| Genomics-Based Predictions of Cellular Proteins |
We now have large databases of gene sequences, predicted protein sequences, and known 3D protein structures; yet we still don't know the total protein composition of a cell. Determining the proteome of a cell is a complicated task. There are two approaches to obtaining this information: computer-based and experimental.
The computer-based method uses the genome sequence of an organism to predict genes, based on known characteristics of protein-coding regions of the genome. (See the Genomics unit for a discussion of computer-based methods for gene identification and microarrays to identify expressed genes.) However, even if we know that a particular sequence is a gene, we don't necessarily know all the possible proteins it makes.
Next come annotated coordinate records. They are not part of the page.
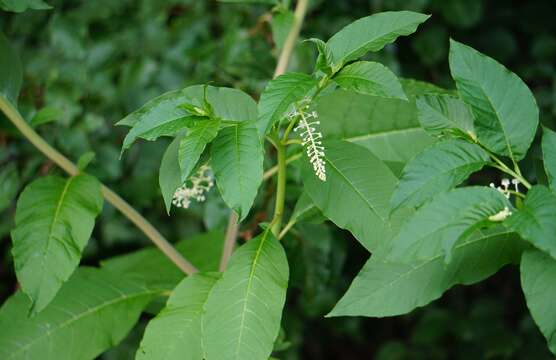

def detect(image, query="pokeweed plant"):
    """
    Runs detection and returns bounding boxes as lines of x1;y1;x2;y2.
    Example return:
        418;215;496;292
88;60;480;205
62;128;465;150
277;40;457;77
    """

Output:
0;0;556;360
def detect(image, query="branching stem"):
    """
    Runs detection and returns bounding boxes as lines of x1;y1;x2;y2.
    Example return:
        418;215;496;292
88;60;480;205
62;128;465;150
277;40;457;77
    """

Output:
0;97;197;275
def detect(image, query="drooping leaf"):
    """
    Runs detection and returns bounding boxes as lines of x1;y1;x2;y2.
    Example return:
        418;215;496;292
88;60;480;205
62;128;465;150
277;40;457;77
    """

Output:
392;139;490;209
450;40;539;160
158;136;183;214
542;127;556;193
117;85;257;151
316;80;445;166
135;273;220;360
328;227;524;317
334;61;407;100
0;31;23;106
271;10;295;49
0;268;160;360
101;230;224;291
0;163;19;211
327;11;429;64
203;231;289;360
179;119;220;181
506;185;556;259
301;141;404;251
210;123;263;220
306;38;334;75
520;250;556;354
0;0;52;13
388;186;511;263
417;95;477;139
12;175;103;313
257;73;317;134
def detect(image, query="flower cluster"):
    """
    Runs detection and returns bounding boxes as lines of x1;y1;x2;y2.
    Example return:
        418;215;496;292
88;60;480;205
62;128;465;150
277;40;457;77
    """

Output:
289;102;326;181
172;164;214;209
490;179;519;199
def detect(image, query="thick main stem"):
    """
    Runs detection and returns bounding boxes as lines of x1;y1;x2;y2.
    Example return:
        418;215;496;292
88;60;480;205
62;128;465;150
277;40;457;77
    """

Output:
220;0;309;270
0;97;197;275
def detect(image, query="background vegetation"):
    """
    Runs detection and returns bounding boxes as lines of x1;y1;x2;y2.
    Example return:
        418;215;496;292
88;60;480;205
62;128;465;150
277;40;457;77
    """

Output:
0;0;556;360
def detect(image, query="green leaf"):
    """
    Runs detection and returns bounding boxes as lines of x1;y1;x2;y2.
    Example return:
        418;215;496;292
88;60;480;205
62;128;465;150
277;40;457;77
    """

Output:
0;162;20;211
316;80;446;163
542;127;556;192
305;38;334;75
417;95;477;139
388;186;511;263
520;251;556;354
101;230;224;291
210;123;263;220
0;268;156;360
203;230;289;360
12;175;103;313
392;139;490;210
327;11;430;64
328;227;524;317
289;192;323;223
334;61;407;100
135;273;220;360
158;136;183;214
117;85;257;151
31;106;64;127
506;185;556;259
257;73;317;134
179;119;220;181
302;141;397;251
0;31;23;106
450;40;539;161
270;10;295;49
0;0;52;13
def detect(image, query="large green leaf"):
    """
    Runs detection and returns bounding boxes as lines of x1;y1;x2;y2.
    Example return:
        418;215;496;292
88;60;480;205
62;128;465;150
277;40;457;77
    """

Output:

One reason is that one gene may produce more than one mRNA. RNA splicing is the normal process in which intron sequences are removed from the pre-mRNA, producing the mRNA, which corresponds to the exons. However, some transcripts can be spliced in alternative ways (alternative splicing), joining different exons (Fig. 3). The result is two or more different mRNA molecules from one gene. Variants of a protein produced by alternative splicing may have a similar physiological activity, a different and unrelated activity, or no activity at all. According to one estimate, about forty percent of human genes are alternatively spliced. This is one mechanism that accounts for the relatively large number of proteins produced by only about 35,000 human genes.
A more direct approach to identify proteins in a cell is to measure enzyme activities and other functions for which there are biochemical assays. In some cases, we can identify the function of new proteins by combining our knowledge of metabolic pathways in many organisms with the predicted function from genome analysis. With this type of information, researchers can readily identify new enzymes. To do this, they examine the similarity of the genome sequences to known enzymes, as well as the presence (in the same genome) of the proteins that are required for the other steps in the metabolic pathway.